Docithe Charlot sur les ruines
(Source Jean Le Rouzic d'après film 8mm)

De là je descends la cale de halage cherchant le chalutier espagnol qui y était encore en travaux le veille occupant le grand ber sur rail. Il n’y était plus. Ce bateau m’intéressant particulièrement car à la suite de son échouement sur la barre de sable à l’entrée du port j’étais intervenu, bénévolement, comme interprète, à la demande du Commissaire d’avaries, entre les chantiers, l’expert maritime et le capitaine, pour réparation des avaries : perte du gouvernail et rupture du talon de quille.

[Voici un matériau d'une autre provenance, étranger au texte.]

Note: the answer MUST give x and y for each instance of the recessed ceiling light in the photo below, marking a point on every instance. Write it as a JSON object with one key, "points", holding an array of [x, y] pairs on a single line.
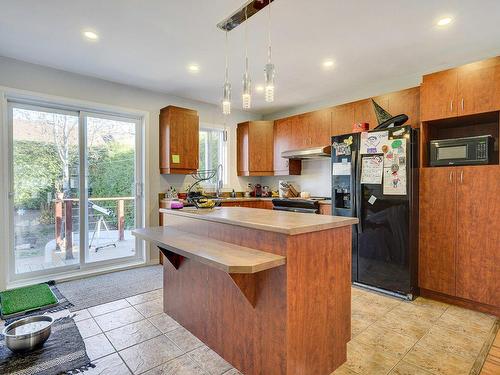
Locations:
{"points": [[328, 64], [90, 35], [444, 21]]}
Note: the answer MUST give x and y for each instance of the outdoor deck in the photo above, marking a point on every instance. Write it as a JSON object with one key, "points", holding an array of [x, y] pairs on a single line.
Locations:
{"points": [[57, 258]]}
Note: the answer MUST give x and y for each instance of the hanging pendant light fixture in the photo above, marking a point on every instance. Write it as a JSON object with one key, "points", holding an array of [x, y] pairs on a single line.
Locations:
{"points": [[247, 82], [226, 94], [269, 71]]}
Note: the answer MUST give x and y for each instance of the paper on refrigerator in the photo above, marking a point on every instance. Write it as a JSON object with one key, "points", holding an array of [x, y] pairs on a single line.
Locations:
{"points": [[341, 169], [395, 167], [372, 168]]}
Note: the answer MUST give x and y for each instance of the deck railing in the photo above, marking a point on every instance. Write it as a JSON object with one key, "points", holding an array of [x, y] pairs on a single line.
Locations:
{"points": [[63, 214]]}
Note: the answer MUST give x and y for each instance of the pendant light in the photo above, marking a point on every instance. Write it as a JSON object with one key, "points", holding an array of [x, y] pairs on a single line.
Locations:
{"points": [[247, 82], [269, 71], [226, 95]]}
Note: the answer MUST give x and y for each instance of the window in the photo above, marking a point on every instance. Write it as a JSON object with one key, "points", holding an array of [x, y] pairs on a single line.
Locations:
{"points": [[213, 151]]}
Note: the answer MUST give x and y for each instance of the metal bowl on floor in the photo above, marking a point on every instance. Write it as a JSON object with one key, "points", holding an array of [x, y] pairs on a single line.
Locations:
{"points": [[28, 333]]}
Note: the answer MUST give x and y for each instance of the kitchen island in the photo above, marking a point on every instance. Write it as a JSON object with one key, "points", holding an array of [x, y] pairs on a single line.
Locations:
{"points": [[269, 291]]}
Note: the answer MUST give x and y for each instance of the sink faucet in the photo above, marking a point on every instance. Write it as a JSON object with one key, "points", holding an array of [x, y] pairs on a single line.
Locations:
{"points": [[219, 183]]}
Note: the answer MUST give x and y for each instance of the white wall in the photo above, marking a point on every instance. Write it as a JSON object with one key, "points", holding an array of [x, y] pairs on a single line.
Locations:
{"points": [[47, 81], [315, 178]]}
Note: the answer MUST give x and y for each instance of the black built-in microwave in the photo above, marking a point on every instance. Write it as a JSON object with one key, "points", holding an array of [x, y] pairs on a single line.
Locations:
{"points": [[461, 151]]}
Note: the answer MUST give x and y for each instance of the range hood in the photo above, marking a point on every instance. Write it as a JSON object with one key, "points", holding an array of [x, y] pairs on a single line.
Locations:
{"points": [[308, 153]]}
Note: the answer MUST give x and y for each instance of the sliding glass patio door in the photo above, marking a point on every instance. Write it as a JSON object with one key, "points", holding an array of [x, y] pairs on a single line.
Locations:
{"points": [[76, 190], [112, 188]]}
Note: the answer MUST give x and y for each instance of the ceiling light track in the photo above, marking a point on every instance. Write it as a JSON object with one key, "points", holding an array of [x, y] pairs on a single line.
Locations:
{"points": [[249, 9]]}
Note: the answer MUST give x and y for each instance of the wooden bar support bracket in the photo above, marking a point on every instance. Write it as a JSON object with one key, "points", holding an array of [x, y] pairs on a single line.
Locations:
{"points": [[173, 258], [247, 284]]}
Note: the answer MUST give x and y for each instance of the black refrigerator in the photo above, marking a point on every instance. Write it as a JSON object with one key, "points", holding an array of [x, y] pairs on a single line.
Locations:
{"points": [[375, 178]]}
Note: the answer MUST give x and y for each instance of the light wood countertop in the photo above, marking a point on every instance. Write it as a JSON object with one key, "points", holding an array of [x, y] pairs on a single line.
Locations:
{"points": [[290, 223], [224, 256]]}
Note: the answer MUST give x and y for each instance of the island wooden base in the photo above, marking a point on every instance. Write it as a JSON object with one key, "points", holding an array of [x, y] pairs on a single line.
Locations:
{"points": [[300, 321]]}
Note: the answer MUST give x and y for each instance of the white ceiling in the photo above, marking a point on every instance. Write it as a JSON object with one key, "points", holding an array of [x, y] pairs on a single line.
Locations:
{"points": [[150, 43]]}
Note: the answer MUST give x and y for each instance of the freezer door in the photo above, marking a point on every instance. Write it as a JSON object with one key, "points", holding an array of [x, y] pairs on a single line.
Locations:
{"points": [[384, 244]]}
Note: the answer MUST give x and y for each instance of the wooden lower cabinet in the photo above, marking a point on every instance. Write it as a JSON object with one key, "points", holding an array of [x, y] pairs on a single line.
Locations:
{"points": [[438, 230], [478, 239], [459, 233], [264, 204]]}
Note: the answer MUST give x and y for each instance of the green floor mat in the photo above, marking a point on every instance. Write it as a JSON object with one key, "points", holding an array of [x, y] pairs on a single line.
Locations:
{"points": [[25, 299]]}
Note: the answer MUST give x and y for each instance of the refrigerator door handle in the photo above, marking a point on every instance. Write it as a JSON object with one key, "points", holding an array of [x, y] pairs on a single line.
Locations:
{"points": [[357, 195]]}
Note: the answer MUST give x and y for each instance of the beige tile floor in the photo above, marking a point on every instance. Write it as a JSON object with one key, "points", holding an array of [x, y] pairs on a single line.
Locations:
{"points": [[389, 336], [134, 336], [422, 337]]}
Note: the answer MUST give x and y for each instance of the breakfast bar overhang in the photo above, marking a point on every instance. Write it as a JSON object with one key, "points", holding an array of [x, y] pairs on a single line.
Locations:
{"points": [[269, 291]]}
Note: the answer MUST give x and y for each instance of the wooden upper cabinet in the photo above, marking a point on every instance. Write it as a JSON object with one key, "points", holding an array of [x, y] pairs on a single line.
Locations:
{"points": [[438, 230], [470, 89], [438, 95], [312, 129], [364, 112], [478, 239], [255, 143], [283, 141], [179, 140], [479, 87], [342, 119]]}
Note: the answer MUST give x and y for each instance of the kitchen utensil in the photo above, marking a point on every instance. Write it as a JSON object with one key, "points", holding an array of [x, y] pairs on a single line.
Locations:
{"points": [[28, 333], [305, 194]]}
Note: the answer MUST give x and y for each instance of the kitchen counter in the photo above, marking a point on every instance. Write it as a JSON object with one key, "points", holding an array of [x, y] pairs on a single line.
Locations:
{"points": [[269, 291], [257, 199], [289, 223]]}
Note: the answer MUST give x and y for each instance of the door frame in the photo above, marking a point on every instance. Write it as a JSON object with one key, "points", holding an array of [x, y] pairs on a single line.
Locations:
{"points": [[10, 96]]}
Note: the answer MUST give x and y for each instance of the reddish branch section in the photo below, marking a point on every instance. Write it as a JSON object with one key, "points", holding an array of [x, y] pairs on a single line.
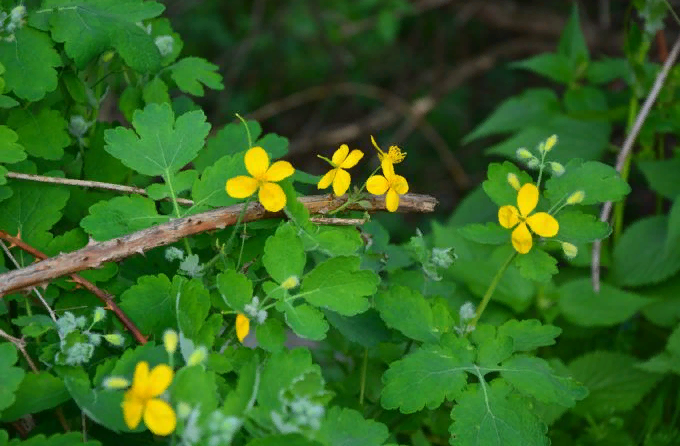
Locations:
{"points": [[95, 254]]}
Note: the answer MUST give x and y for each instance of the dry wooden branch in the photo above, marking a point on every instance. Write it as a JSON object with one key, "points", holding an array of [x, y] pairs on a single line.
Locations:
{"points": [[95, 254]]}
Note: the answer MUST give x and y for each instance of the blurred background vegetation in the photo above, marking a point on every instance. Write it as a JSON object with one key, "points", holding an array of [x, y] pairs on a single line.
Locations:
{"points": [[417, 73]]}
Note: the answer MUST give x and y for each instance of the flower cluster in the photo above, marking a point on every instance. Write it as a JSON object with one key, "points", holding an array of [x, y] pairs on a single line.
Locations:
{"points": [[263, 178]]}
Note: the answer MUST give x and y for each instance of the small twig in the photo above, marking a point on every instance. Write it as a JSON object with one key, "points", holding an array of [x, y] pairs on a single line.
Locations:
{"points": [[338, 221], [105, 297], [627, 148], [34, 289], [95, 254], [85, 183]]}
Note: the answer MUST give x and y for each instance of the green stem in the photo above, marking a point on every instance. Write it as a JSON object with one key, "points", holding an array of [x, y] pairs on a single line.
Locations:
{"points": [[492, 287], [364, 367], [178, 214]]}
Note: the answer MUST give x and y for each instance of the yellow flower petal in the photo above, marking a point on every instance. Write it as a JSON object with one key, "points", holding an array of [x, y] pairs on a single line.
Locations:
{"points": [[352, 160], [341, 182], [160, 379], [392, 200], [241, 186], [521, 239], [279, 171], [527, 199], [242, 327], [543, 224], [340, 155], [132, 411], [257, 162], [377, 185], [508, 216], [327, 179], [159, 417], [272, 197], [388, 168], [399, 184]]}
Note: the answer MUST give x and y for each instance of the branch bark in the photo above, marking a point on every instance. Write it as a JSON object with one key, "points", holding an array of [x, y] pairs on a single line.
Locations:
{"points": [[95, 254]]}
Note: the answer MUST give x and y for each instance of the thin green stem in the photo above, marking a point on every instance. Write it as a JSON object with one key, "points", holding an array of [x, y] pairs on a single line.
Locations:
{"points": [[492, 287], [364, 367]]}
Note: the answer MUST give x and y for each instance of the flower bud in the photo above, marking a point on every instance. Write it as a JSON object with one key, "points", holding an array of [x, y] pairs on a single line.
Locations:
{"points": [[116, 382], [570, 250], [290, 283], [523, 154], [576, 197], [170, 340], [557, 168], [197, 356], [514, 181], [548, 145]]}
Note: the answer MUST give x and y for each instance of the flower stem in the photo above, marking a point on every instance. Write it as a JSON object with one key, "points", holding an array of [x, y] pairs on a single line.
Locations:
{"points": [[492, 287]]}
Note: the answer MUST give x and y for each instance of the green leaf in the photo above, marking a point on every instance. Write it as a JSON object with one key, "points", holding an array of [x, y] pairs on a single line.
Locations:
{"points": [[615, 384], [598, 181], [582, 306], [532, 107], [407, 310], [150, 304], [537, 265], [43, 135], [192, 306], [281, 370], [347, 427], [556, 67], [229, 140], [29, 61], [578, 139], [577, 227], [490, 233], [647, 251], [155, 92], [496, 185], [32, 210], [10, 151], [339, 285], [662, 176], [37, 392], [271, 335], [101, 406], [428, 376], [305, 320], [572, 43], [161, 144], [534, 377], [366, 329], [236, 289], [191, 73], [11, 376], [284, 255], [120, 216], [88, 28], [209, 191], [529, 334], [176, 183], [197, 387], [495, 416]]}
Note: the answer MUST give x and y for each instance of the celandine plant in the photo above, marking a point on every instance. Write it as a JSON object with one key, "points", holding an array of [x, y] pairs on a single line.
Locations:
{"points": [[159, 285]]}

Cherchant une explication, à cette disparition, je descends la cale en pente jusqu’à la butée de bois, et je vois que le chariot-ber a franchi cette butée et qu’il gît au fond de l’eau bien visible mais pas de trace du bateau.

Je ne devais avoir la clef de l’énigme qu’en janvier 1961 au Ghana. J’étais embarqué, à titre d’observateur, sur un gros thonier américain de la Starkist Food le Freedom au port de Takoradi, lorsque dans la nuit un autre thonier de la même compagnie le  May Queen est venu s’amarrer à couple.

La nuit était très chaude je ne pouvais dormir et j’étais accoudé au plat bord dans la coursive lorsque j’entends une conversation en espagnol entre un marin du Freedom et un autre du May Queen. Entendant parler d’Agadir, je fus plus attentif. Ce dernier racontait en effet à son compatriote, qu’il n’avait pas vu depuis longtemps, comment il avait échappé au tremblement de terre, sans épargner aucun détail.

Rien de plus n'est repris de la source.